Apple changed how two-factor authentication SMS codes look for better security


Iphone 12 Pro Max Blue Hero

Source: Bryan M. Wolfe / iMore

Apple has made a change to the way two-factor authentication SMS messages look in an attempt to help boost security.

Apple’s change essentially means that any time it sends you a new SMS as a form of two-factor authentication the message will only be provided for autofill on Apple services and websites thanks to the addition of a new piece of text. As reported by Macworld, the move was first proposed more than a year ago — in August 2020, to be exact.

The new messages will include more text than usual — and have already been rolling out for the last few weeks, too.

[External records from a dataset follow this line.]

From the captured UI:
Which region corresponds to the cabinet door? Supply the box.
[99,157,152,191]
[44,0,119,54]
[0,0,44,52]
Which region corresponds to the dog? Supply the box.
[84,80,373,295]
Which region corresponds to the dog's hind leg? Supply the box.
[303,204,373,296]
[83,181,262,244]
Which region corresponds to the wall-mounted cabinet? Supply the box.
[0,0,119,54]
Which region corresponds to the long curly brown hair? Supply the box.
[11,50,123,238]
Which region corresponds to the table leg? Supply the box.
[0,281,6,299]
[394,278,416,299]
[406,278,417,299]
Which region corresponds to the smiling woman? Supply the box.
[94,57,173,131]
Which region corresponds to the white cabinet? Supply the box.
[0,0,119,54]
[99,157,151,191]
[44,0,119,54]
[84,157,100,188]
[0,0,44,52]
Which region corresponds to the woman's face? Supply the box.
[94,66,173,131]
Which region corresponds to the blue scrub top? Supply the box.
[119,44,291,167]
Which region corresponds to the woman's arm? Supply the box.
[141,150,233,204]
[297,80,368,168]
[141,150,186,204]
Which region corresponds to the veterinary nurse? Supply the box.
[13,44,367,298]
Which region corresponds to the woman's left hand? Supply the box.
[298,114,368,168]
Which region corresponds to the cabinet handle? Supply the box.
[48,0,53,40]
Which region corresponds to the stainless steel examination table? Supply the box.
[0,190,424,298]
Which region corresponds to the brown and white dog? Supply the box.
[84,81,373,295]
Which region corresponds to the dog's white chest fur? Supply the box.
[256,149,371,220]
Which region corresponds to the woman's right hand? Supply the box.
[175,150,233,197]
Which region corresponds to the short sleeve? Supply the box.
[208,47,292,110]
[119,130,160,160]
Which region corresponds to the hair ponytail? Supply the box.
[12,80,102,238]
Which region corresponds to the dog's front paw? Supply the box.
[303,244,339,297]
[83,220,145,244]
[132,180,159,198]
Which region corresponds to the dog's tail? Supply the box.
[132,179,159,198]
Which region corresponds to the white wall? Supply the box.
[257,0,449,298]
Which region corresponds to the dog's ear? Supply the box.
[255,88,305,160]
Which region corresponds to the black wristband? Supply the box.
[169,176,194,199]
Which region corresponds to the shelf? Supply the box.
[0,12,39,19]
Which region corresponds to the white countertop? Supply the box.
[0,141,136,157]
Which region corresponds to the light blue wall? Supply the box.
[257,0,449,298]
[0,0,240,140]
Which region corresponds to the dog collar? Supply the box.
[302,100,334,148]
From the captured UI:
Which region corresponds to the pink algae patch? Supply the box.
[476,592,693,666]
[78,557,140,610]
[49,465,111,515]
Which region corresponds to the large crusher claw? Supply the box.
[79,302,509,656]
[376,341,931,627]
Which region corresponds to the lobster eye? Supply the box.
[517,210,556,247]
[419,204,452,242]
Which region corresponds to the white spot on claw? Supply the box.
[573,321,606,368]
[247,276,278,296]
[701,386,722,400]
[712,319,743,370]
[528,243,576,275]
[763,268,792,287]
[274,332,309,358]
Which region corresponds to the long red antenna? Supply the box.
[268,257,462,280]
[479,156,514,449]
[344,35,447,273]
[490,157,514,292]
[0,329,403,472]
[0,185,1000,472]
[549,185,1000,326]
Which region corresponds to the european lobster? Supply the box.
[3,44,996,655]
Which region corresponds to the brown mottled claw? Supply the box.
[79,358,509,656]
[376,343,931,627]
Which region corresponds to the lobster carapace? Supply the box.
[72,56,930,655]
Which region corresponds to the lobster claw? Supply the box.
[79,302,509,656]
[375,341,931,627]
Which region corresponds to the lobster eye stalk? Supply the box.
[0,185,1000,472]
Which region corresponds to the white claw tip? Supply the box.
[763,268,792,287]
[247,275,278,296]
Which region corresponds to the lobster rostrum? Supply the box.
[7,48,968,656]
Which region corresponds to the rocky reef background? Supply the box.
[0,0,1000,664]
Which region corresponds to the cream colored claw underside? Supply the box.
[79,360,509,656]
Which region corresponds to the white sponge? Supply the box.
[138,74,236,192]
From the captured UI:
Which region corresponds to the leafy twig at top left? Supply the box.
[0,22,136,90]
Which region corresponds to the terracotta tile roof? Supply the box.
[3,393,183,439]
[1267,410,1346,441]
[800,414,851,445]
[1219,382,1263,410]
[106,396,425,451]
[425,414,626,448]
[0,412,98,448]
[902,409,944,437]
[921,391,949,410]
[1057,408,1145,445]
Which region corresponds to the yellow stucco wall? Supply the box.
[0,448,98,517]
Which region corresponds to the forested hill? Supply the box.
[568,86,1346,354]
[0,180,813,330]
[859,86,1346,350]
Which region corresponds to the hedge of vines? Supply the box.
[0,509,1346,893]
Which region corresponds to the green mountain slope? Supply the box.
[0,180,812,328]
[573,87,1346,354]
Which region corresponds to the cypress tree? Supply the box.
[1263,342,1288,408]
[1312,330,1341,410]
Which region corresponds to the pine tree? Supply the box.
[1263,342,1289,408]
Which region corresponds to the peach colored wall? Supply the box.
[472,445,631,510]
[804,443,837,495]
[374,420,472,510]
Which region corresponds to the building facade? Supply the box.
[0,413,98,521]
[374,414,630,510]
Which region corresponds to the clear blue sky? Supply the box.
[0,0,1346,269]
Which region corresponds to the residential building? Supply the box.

  • A standard human-readable message, including the code, followed by a new line.
  • The scoped domain as @domain.tld.
  • The code repeated again as #123456.
  • If the site uses an embedded HTML element, called an iframe, the source of the iframe is listed after %, such as %ecommerce.example. (The original spec specifies @; Apple appears to be using % for its texts.)

This whole system works in a similar way to how password managers and iCloud Keychain will only present a password on a specified website or in an associated app. This means that fake websites can’t use autofill to accept a two-factor authentication code because iOS, iPadOS, and macOS will spot that the domains don’t match.

iOS, iPadOS, and macOS offer to fill in the code most recently arrived via SMS to the Messages app in any properly formatted field—including a phishing site’s verification-code field. That makes it too easy on the scammers.

However, if the text message is scoped as Apple suggested, operating systems starting with iOS 15, iPadOS 15, and macOS 11 Big Sur will only offer to autofill on sites that match the domain name. The security isn’t perfect, but it’s a simple update to beef up defensive actions.

You still need to keep an eye on where you are clicking and what passwords you are entering, but this SMS change should at least help matters.